Il premier israeliano Benjamin Netanyahu, dopo aver sfidato gli Usa con la pubblicazione del bando per l’appalto della costruzione di nuove unità abitative in Cisgiordania ora accusa i caschi blu dell’Onu presenti nel sud del Libano di non applicare la risoluzione 1701 del Consiglio di sicurezza.

Tale provvedimento venne firmato nel 2006 a causa dell’intensificarsi delle ostilità tra Israle e il gruppo sciita Hezbollah e  proibisce la vendita o il rifornimento di armi e materiale affine nel Paese, se non su autorizzazione del governo. Netanyahu in un colloquio telefonico con il segretario generale della Nazioni Unite, Ban ki-moon, ha sottolineato che “i soldati di Unfil nei loro rapporti “non rendono conto del traffico di armi nel sud del Libano”.

L’intervento del premier arriva a distanza di una settimana dalla morte di due soldati israeliani rimasti uccisi da un attacco messo a segno da Hezbollah nel territorio di confine tra i due Paesi.
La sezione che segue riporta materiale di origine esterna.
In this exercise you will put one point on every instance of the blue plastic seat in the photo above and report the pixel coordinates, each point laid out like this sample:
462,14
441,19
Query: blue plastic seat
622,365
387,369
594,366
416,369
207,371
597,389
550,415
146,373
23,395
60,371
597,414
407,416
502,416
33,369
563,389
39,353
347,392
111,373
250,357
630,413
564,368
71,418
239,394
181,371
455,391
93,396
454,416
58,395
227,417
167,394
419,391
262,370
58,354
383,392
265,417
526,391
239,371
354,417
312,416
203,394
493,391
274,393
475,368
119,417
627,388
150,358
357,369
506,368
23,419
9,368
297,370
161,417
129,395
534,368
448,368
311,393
In risposta Israele ha bombardato diverse località dove si trovavano postazioni dell’esercito libanese e dell’Unfil, colpendo così un casco blu dell’Onu che ha perso la vita.

Il quotidiano “El Pais” scriveva il giorno seguente: “Il fuoco di mortaio proveniva dall’esercito israeliano” anche se Israele non ha mai ammesso in via ufficiale la propria responsabilità riguardo la morte del peacekeeper originario di Malaga, ma ha accettato di aprire un’inchiesta per determinare le dinamiche dell’accaduto.

Netanyahu nello scambio con il segretario generale delle Nazioni Unite ha infine affermato che “la comunità internazionale deve puntare il dito contro l’Iran, responsabile dell’attacco alla nostra frontiera nord e che sta cercando di creare un fronte terroristico contro Israele sulle alture del Golan”.